# Hashing Algorithms

#### What is hashing?

Hashing is a method that reliably takes an input and converts it into a hash (output), the hash cannot be converted back into the input (usually).

#### Why Hash in the first place?

Hashing can also be used to quickly (Like really quickly) find where you previously stored something. This is what we will explore.

Hashmap: A table/array with a hash function
Hash Function: A function that takes input x and spits out output y –> Cannot convert y to x again.

Hash Function Properties:

• Can map any key to the table with index 0 -> M-1
• Should have fast computation
• Should distribute keys uniformly to the table
• Should try to avoid collisions

Hash Function Types:

Division Hash: h(k) = k % m / (% = modulus, m is a large prime number)
Example: Given table size m = 10
h(89) = 89 % 10 = 9 –> insert element 89 into slot 9

Multiplication Hash: h(k) = Truncate(m * frac(k*A)) Where 0 < A < 1, frac = get fraction portion

Simple Uniform Hash (SUH): Each item is equally likely to hash to a slot independently of other items.

Theorem: SUH with Chain based collision resolution takes O(1+@) to search

Rule of thumb: For chaining, use load factor @ ~1

Sounds good so far, what’s the issue?

Collisions man, collisions suck. A collision is when a hashing function hashes 2 separate elements into 1 slot on a table (Tables/arrays aren’t infinite in size ya know).
How do we solve them?
—-> Collision Resolution Algorithms

### Collision Resolution Algorithms

#### Chaining / (Open Hashing)

Chaining: Each table entry is a linked list
Collision Resolution: When a collision happens, just append to the linked list and carry on
Issue: When a collision happens, we append to a linked list. Usually, hashing has an O(1) constant lookup time but with open hashing, we run the risk of having to search through a linked list. If somehow our hashing function sucks and all the elements are in one table entry, then our lookup time becomes O(n). (BAD)
Ideally: For good hash functions, get n/m elements in each slot

### Closed Hashing/ (Open Addressed Hash)
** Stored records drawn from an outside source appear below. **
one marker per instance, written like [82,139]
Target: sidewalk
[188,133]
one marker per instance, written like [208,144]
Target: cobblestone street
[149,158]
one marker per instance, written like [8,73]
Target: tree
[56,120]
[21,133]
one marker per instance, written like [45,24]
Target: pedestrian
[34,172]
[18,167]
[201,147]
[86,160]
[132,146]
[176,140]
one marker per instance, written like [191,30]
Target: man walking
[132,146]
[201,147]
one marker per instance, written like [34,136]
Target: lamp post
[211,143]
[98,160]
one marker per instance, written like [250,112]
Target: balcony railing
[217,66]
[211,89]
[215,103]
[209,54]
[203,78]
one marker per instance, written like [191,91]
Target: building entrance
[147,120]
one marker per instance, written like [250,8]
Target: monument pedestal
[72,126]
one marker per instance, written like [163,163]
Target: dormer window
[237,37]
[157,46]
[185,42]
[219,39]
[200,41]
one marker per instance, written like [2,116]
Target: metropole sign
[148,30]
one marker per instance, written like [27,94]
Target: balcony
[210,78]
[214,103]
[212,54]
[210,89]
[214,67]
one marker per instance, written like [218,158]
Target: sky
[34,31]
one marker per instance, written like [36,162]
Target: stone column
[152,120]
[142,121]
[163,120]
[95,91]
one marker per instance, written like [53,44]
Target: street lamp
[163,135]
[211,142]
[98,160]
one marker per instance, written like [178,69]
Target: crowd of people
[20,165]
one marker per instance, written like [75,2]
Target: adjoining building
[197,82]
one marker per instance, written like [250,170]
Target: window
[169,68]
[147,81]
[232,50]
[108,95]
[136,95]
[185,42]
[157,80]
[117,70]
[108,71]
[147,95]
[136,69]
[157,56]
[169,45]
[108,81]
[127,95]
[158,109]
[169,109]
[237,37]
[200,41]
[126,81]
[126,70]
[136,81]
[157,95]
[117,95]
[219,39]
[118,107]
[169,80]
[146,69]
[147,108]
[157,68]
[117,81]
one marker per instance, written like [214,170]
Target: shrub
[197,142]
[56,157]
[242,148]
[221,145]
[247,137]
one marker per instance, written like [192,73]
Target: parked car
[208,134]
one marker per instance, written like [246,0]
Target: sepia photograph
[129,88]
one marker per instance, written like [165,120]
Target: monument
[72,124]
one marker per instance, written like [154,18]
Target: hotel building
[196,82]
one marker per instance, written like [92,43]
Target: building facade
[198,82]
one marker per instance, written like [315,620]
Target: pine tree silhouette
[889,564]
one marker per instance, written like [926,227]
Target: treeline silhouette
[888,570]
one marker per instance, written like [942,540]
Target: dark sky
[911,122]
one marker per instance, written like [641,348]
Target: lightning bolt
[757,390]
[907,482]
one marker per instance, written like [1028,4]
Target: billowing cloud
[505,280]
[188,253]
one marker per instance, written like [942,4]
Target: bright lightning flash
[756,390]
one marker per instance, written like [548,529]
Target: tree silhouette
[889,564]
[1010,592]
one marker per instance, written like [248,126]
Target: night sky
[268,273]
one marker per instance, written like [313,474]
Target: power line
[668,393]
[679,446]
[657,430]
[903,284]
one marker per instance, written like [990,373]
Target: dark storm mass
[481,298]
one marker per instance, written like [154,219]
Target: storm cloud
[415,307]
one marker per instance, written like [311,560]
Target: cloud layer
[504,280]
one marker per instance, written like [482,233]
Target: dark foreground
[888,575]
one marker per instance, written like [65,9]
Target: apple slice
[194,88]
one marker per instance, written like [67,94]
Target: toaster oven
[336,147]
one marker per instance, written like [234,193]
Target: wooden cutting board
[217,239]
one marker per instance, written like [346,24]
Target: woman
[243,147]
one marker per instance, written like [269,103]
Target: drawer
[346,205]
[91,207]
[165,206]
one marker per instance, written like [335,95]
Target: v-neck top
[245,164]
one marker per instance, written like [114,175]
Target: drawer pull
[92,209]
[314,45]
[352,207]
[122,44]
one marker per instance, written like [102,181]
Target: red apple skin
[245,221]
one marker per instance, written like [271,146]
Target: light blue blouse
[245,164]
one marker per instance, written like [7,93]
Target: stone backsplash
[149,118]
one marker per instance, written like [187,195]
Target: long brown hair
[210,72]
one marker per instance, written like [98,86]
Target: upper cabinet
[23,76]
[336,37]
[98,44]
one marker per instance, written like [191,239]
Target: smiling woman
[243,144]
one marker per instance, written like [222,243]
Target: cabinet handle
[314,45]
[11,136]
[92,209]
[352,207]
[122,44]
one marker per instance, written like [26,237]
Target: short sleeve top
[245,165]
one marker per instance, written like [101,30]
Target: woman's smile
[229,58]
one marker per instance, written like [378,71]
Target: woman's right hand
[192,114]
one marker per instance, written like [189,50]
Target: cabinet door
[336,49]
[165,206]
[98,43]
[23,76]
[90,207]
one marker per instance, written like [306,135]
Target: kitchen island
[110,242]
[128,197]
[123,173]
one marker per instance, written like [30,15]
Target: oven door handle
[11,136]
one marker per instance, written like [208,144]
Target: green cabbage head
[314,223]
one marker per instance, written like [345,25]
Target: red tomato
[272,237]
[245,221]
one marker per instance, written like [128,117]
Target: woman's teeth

Each slot can only hold one element, Load factor < 1, ideally Load Factor = 0.5

#### Linear Probing

Linear Probing: Collision Function is linear
Hashing Function: hi(k) = [h(k) + i] % m
Intuition: Oops my parking spot is taken, go to next available spot
Problem: Primary Clustering: Interference with neighboring hashes, can take significantly longer to find the element you are looking for.

Hashing Function: hi(k) = [h(k) + C0 + C1*i + C2*i2] % m
Intuition: Oops my parking spot is taken, go to next available spot but look for the next available spot in a quadratic fashion (I guess).
Problems:

• – Secondary Clustering: Interference between Items of the same hash.
• – May get a half-empty table with unreachable spots (Due to quadratic nature of collisions)
• – Need to use a lazy form of deleting

#### Double Hashing

Double Hashing: Use 2 hash functions
Hashing Function: hi(k) = [h1(k) + i * h2(k)] % m
Intuition: Oops this parking spot is full, let’s magically look in another spot for some unknown reason.
Problem: Overhead of computing 2 hashes.

#### Cuckoo Hashing

Cuckoo Hashing: Use 1 hash function, but 2 tables
Hashing Function: Can be any hash function
Intuition: Oops this parking spot is full, let’s tow their car to another lot. and repeat.
Algorithm for inserting (x): Apply the first hash on x, h1(x), place x in table 1 with h1(x). If the cell is occupied by y, move y to location h2(y) in table 2. Repeat RECURSIVELY
Guarantees: Constant lookup time given (num elements/size of table) < 1/2.
Note: The probability of a cycle is very low.
Problem: Can get stuck in an infinite loop (rare but possible). if this happens then rehash enough elements to break the loop.